GOODNESS IN A NIETZSCHEAN WORLD
by M.C. Planck
Many people are aware now of the literary influence of Jack Vance on Dungeons and Dragons, and thus by extension on the entire RPG world that has been created by, around, or in counterpoint to that game. Vance created spells that have to be memorized, the concept of levels for both magic and sword-fighting, and a ruined world full of forgotten marvels and outlandish monsters.
I think it is less obvious how much Nietzsche contributed to the genre with the concept of “that which does not destroy us makes us stronger.” In the Nietzschean view, as in all level-based RPGs, struggle and victory result in increased power, which enables even greater struggles and victories.
This is not how it works in Real Life. Professional boxers do not become better boxers by winning prize fights; instead, they routinely practice against opponents who are careful not to hurt them.
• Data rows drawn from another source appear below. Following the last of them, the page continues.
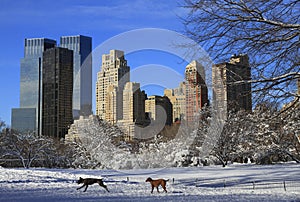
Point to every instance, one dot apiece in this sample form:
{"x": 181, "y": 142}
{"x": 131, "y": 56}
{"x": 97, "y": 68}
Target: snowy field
{"x": 234, "y": 183}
They time their work-outs to taper off just before a big match so they will be fresh for the fight, and they require lengthy recovery time afterwards before they are ready for the next one. Victory brings recognition and financial rewards, which may then fuel future training, but victory itself is of no value to the fighter.
Or, as is often said of chess, you only learn from games you lose.
But that doesn’t make for a very fun role to play, and it doesn’t drive the apotheosis of the uberman which we call “levelling.” In D&D and its variants, one gains power not through practice but through victory; it is a running joke that an academic sitting in his tower studying ancient tomes masters the arcane arts less successfully than an adventurer blasting goblins to bits on a daily basis.
Many fantasy novels tend to simply ignore this rift between the games we play and the books we read. The peculiarities of level and progressive victory are written of as rounding errors in the mechanics, blemishes that show how difficult it is to simulate a world in a set of game rules.
For my book Sword of the Bright Lady, I wanted to examine those concepts directly. I wanted to see what the world would look like if the rounding errors were really real. I wanted to know what it would be like to live in the world we play in, rather than attempting to play in the world we live in.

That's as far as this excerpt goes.